The 1st 3 terms of an A.P., a, a+d, and a+2d, are the same as the 1st 3 terms of a G.P.( a is not equal to 0). Show that this is only possible if r=1 and d=0

Question

asked Apr 21, 2022 110k views

1 Answer

Hemanto · Answer 1 · 2022-04-27T18:58:54+0000

Answer:

See Below.

Explanation:

The first three terms of an A.P is equivalent to the first three terms of a G.P.

We want to show that this is only possible if r = 1 and d = 0.

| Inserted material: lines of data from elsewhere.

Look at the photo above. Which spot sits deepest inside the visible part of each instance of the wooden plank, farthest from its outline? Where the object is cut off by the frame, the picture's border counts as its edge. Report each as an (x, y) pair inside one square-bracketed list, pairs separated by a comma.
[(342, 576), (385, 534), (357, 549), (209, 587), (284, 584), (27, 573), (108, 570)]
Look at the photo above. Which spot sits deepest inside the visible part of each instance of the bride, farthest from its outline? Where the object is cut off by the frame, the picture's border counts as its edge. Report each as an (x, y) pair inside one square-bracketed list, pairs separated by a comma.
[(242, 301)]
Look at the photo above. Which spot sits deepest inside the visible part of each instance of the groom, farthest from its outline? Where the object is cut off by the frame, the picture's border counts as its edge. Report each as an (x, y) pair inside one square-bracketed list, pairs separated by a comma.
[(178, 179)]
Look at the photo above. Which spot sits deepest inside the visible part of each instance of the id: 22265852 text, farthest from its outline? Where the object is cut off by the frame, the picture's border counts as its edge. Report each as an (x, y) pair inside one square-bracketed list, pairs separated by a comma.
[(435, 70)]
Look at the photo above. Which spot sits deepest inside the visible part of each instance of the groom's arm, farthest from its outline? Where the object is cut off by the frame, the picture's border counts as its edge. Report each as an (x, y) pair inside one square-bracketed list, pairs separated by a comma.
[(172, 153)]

If a is the initial term and d is the common difference, the A.P. will be:

$a, a+d, \text{ and } a+2d$

Likewise, for the G.P., if a is the initial term (and it does not equal 0) and r is the common ratio, then our sequence is:

$a, ar,\text{ and } ar^2$

The second and third terms must be equivalent. Thus:

$a+d=ar\text{ and } a+2d=ar^2$

We can cancel the d. Multiply the first equation by -2:

-2a-2d=-2ar

We can now add this to the second equation:

(a+2d)+(-2a-2d)=(ar^2)+(-2ar)

Simplify:

-a=ar^2-2ar

Now, we can divide both sides by a (we can do this since a is not 0):

-1=r^2-2r

So:

r^2-2r+1=0

Factor:

(r-1)^2=0

Thus:

r=1

The first equation tells us that:

a+d=ar

Therefore:

$a+d=a(1)\Rightarrow a+d=a$

Hence:

d=0

Q.E.D.